I would imagine Nuitka is slower, because it cannot apply dynamic optimisations which are the key technique for making a language like Python fast, but more predictable and regular as the dynamic optimisations that PyPy uses are vulnerable to performance cliffs.
Are there any profile-guided optimisation methods for Python? Like, something that saves information from PyPy's dynamic optimisations on first run and uses them later for an AOT approach?
Yes, compare to LuaJIT. On a good day, it can bite C's shiny metal ass, but consistent and reliable application performance requires intimate knowledge of those performance cliffs.
Can it actually? I've certainly seen benchmark's where a JITed program is comparable/marginally faster than a C program, but I've never seen one where it outright trounces C.
Yes.
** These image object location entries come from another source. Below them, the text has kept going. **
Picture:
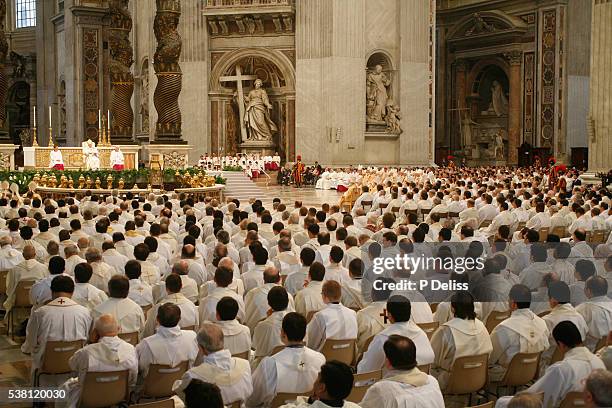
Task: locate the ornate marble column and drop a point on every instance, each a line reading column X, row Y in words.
column 168, row 71
column 122, row 80
column 4, row 136
column 600, row 115
column 514, row 105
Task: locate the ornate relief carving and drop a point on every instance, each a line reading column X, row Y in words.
column 168, row 71
column 122, row 80
column 90, row 82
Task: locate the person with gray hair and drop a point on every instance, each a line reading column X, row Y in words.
column 598, row 389
column 102, row 272
column 107, row 352
column 232, row 375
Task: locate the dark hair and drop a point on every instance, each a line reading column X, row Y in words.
column 338, row 379
column 401, row 352
column 227, row 307
column 63, row 284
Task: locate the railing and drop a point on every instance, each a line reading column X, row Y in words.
column 246, row 3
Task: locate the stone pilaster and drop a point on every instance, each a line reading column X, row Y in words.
column 515, row 58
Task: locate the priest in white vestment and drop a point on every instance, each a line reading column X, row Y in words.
column 128, row 313
column 267, row 333
column 566, row 375
column 404, row 385
column 62, row 319
column 335, row 321
column 106, row 353
column 522, row 332
column 596, row 311
column 169, row 345
column 292, row 370
column 464, row 335
column 232, row 375
column 398, row 311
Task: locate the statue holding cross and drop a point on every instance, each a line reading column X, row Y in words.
column 255, row 121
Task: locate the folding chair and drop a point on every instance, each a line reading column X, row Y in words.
column 429, row 328
column 283, row 398
column 574, row 399
column 523, row 369
column 22, row 302
column 160, row 378
column 131, row 337
column 496, row 318
column 341, row 350
column 362, row 382
column 167, row 403
column 55, row 358
column 104, row 389
column 467, row 376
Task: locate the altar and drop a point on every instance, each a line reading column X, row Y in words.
column 37, row 157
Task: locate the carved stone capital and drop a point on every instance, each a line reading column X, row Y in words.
column 514, row 57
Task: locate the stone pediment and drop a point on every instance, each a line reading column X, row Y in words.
column 486, row 27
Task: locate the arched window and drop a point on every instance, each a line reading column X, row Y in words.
column 25, row 11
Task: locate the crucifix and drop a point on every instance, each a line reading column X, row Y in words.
column 238, row 78
column 384, row 315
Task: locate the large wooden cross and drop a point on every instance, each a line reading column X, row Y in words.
column 239, row 78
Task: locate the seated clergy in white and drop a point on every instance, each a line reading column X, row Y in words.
column 232, row 375
column 309, row 298
column 102, row 272
column 568, row 374
column 127, row 312
column 189, row 311
column 85, row 294
column 29, row 269
column 331, row 388
column 334, row 322
column 403, row 385
column 292, row 370
column 596, row 311
column 140, row 292
column 169, row 345
column 561, row 309
column 237, row 337
column 398, row 313
column 62, row 319
column 256, row 300
column 522, row 332
column 267, row 333
column 41, row 290
column 207, row 308
column 107, row 352
column 464, row 335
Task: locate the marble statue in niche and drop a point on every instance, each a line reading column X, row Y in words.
column 257, row 114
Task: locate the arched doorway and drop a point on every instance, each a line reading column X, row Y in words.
column 278, row 77
column 18, row 115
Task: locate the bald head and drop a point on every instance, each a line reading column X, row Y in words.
column 106, row 326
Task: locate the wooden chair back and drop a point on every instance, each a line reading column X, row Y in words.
column 468, row 375
column 341, row 350
column 495, row 318
column 131, row 338
column 523, row 368
column 429, row 328
column 160, row 378
column 574, row 399
column 362, row 382
column 104, row 389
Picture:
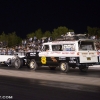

A jit compiler can compile based on both code and data, and can compile all the dependencies. In contrast an aot compiler must only use the code and links to other pre-compiled binaries.
Further, a jit can compile to specific hardware. An aot must anticipate what hardware is possible. If you aot compile to several possible hardware configs, then you'll bloat the binary.
Which is great in theory, but what was intending to ask was are there any actual examples of JITed programs which beat C by a large margin? Because, as I say, I've only ever seen ones which are comparable to C.
Trouble is, you don't tend to write a big program in two languages the exact same way. The rewrite nearly always wins because of algorithm improvements and cleaning cruft. So it's hard to benchmark.
If two small programs are about the same speed in C vs JITlang, then the theory says the JITted one should take over as the program gets bigger.